Associations of lower limb joint asymmetry with fatigue and disability in people with multiple sclerosis.

Clin Biomech (Bristol)

Department of Health and Human Physiology, University of Iowa, Iowa City, IA, USA; Department of Neurology, University of Iowa Hospitals and Clinics, Iowa City, IA, USA. Electronic address:

Published: May 2020

Background: An early symptom of multiple sclerosis is unilateral weakness, particularly in the lower limbs, which is associated with strength asymmetries. The purpose of this exploratory study was to examine strength asymmetries at the hip, knee, and ankle joints, and to investigate the associations between lower limb strength asymmetries and self-reported fatigue severity and disability in people with multiple sclerosis.

Methods: Sixteen mildly-disabled people with multiple sclerosis (females = 9) completed isokinetic maximal voluntary contractions of the hip extensors and flexors, knee extensors and flexors, and ankle plantar flexors and dorsiflexors. Asymmetry indices between the strength of the more- and less-affected lower limbs at each muscle group and the percent agreement between self-reported and objectively-determined more-affected lower limb were calculated. Patient Determined Diseases Steps and Fatigue Severity Scale were also completed.

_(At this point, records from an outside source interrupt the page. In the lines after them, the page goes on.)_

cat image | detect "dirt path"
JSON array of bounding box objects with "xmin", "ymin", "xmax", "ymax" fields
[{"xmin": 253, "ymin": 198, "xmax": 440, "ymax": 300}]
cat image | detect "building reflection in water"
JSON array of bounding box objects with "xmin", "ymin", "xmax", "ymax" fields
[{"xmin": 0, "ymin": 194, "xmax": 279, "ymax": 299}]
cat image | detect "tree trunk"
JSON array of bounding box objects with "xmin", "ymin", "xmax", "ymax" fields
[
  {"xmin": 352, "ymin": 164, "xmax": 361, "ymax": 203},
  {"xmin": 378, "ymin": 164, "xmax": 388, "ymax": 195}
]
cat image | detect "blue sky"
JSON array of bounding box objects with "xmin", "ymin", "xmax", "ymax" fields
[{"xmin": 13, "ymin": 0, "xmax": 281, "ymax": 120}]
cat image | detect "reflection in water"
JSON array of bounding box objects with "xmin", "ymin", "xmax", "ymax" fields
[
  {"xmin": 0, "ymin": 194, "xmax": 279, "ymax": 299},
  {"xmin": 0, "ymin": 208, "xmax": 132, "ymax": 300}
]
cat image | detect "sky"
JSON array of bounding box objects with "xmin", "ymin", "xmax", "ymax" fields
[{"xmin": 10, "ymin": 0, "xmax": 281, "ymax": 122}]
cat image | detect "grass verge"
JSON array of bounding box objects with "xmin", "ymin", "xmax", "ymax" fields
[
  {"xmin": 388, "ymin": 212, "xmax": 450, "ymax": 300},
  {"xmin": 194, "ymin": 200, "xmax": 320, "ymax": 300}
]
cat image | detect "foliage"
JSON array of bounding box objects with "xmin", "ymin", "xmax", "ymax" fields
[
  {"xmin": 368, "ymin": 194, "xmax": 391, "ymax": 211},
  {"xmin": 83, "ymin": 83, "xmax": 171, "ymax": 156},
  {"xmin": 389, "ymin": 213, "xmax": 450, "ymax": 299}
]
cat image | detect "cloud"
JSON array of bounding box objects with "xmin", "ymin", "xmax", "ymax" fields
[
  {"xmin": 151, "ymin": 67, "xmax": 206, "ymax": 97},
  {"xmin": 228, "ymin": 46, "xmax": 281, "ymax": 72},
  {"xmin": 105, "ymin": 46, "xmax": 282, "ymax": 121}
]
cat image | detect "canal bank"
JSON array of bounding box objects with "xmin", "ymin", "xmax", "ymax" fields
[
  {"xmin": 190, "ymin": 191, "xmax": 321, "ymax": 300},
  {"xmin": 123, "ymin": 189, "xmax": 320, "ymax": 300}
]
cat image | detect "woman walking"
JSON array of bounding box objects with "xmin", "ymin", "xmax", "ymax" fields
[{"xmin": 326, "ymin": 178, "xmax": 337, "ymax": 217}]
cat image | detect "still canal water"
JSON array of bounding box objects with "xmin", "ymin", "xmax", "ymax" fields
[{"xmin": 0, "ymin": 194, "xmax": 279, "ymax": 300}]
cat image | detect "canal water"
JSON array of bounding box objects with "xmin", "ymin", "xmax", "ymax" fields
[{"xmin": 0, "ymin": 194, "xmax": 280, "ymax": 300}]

Findings: All joints showed asymmetry (asymmetry indices ≥10%). Knee flexors (mean [SD]; 49.9 [37.8%]) and ankle plantar flexors (46.6 [35.5%]) had the largest asymmetry indices. Hip and knee extensors had the lowest asymmetry indices (21.1 [18.1%] and 30.1 [24.7%], respectively) and the highest agreement between self-reported and objectively-determined more-affected lower limb (93.3 and 93.8, respectively). The hip extensor asymmetry index was correlated with the Fatigue Severity Scale (r = 0.542, p = 0.037).

Interpretation: For the assessment of strength asymmetries in people with multiple sclerosis, it is suggested to 1) include measures of hip, knee, and ankle strength asymmetries, 2) include subjective perceptions and objective measures of strength asymmetries concurrently, and 3) to include measures of sensory function (proprioception).